Relecura’s New Bucketing Module Provides Flexibility without Sacrificing Control
On several occasions I have talked about the importance of categorization, or bucketing when conducting a patent landscape report (PLR). Buckets provide context, and depth to the study of a technical area, and are critical to adding pivot points to a data collection. This added detail is crucial to helping demonstrate how a technology has changed, or to highlight how different organizations approach technology implementation within a field.
While essential to a well researched PLR the task of creating buckets for sub-categories can often be very time consuming, and will often represent a significant percentage of the time spent on any particular project. In a new release Relecura has taken this task head on with new functionality to address the challenges of bucketing.
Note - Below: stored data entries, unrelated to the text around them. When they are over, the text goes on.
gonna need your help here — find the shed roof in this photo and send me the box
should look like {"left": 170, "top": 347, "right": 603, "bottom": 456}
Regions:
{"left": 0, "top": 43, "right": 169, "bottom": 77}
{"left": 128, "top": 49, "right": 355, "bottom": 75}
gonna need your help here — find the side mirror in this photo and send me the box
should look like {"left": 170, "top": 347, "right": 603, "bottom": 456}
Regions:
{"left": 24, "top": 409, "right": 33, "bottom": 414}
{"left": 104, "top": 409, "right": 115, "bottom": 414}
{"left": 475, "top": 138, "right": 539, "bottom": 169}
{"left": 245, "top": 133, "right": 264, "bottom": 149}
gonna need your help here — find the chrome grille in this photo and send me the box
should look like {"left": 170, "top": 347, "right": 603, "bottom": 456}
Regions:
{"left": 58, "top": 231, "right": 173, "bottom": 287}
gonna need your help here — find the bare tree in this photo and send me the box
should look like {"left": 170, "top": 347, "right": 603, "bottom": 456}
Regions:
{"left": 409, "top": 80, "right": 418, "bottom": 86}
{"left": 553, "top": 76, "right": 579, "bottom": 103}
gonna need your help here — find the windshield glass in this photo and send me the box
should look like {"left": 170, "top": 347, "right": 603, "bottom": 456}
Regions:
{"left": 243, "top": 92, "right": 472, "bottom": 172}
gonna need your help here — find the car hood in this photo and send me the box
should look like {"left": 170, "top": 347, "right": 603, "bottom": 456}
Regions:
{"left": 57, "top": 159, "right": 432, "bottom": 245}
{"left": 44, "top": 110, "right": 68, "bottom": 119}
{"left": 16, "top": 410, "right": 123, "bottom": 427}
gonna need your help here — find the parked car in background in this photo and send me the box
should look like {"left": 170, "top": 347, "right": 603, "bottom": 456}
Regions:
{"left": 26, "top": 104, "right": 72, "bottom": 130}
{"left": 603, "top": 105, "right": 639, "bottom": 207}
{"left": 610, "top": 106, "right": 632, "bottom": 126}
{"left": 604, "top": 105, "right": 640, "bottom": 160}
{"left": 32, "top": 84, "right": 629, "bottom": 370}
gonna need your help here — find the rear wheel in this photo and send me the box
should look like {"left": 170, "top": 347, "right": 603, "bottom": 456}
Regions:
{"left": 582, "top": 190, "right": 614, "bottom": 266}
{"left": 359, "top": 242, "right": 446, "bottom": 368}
Bucketing is a ubiquitous and essential, though often time-consuming, workflow in patent analysis including patent landscaping, competitive analysis, and patent commercialization activities. If done manually, the quality of the bucketing exercise depends a great deal on the subject matter expertise of the analyst, the effort expended, and the time available to complete the exercise.
Relecura’s new Bucketing module provides three modes to bucket a patent portfolio, ranging from a manual approach of specifying buckets using queries, a supervised method, using training sets of representative documents (semi-automated), and finally through a fully automatic mode requiring minimal user intervention. The above modes can be mixed and matched as appropriate to the bucketing exercise. At each stage, Bucketing Statistics are available to monitor the exercise and modify the bucketing strategy if required. In addition to the Bucketing Statistics, all of Relecura’s analytics for individual sets and portfolio comparison may be used to analyze and course-correct the bucketing strategy if required. These bucketing strategies, once validated, can be reused in future analyses as required.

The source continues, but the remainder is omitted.